Nous, ce qu'on veut, c'est conserver des emplois semblables. Je sais qu' il y a certaines industries dans le passé qui se montraient intéressées, mais qui manquaient certaines conditions, dont des mégawatts, puis des travailleurs qualifiés. Si nous autres on ferme à Kénogami, on règle deux de ces problèmes-là parce que mon monde est très qualifié pour faire de la production, il n’y a aucun problème avec ça. Le courant risque d'être disponible, a exposé Gilles Vaillancourt en matinée lors de l’émission C’est jamais pareil.
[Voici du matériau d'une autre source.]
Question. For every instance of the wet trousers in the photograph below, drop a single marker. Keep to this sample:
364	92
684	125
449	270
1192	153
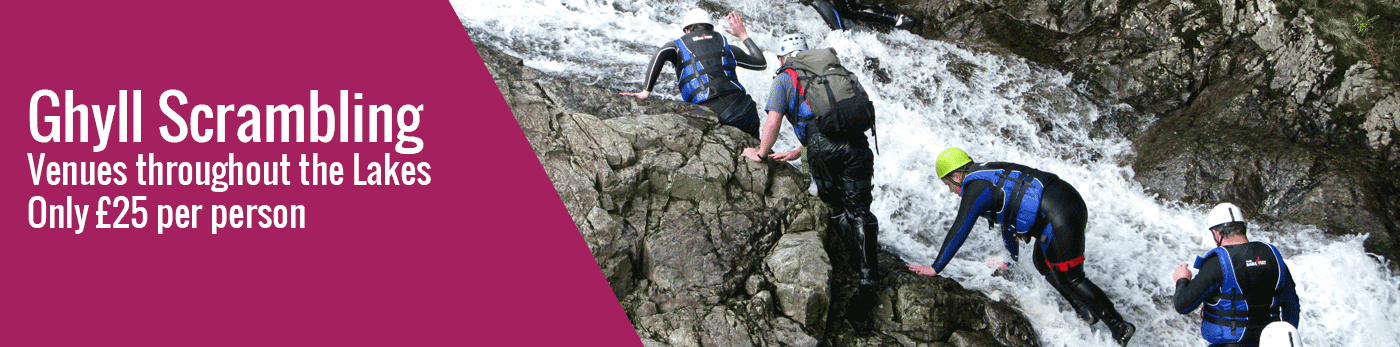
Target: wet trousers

Luc Boivin tient à l'énergie

De son côté, le maire de Saguenay, Luc Boivin, a encore sur le cœur la fermeture définitive en 2005 de l’usine de papier d’Abitibi-Consolidated à Port-Alfred. Selon lui, la région avait alors perdu les 120 mégawatts qui lui étaient réservés par Hydro-Québec.

Saguenay ne laissera plus partir des blocs énergétiques importants. On est déjà en déficit sur ce qu'on aurait dû recevoir comme énergie. J'ai encore un goût amer du fait que Saguenay n'a pas pu installer sur son territoire Vianode qui est un projet majeur qui s'est installé en Ontario faute d'avoir les blocs énergétiques à Saguenay, a-t-il mentionné, en marge de la rencontre d’information sur le projet d’énergie solaire à Laterrière.

La Ville a inscrit un droit de préemption sur les barrages de Domtar à Saguenay en cas de vente.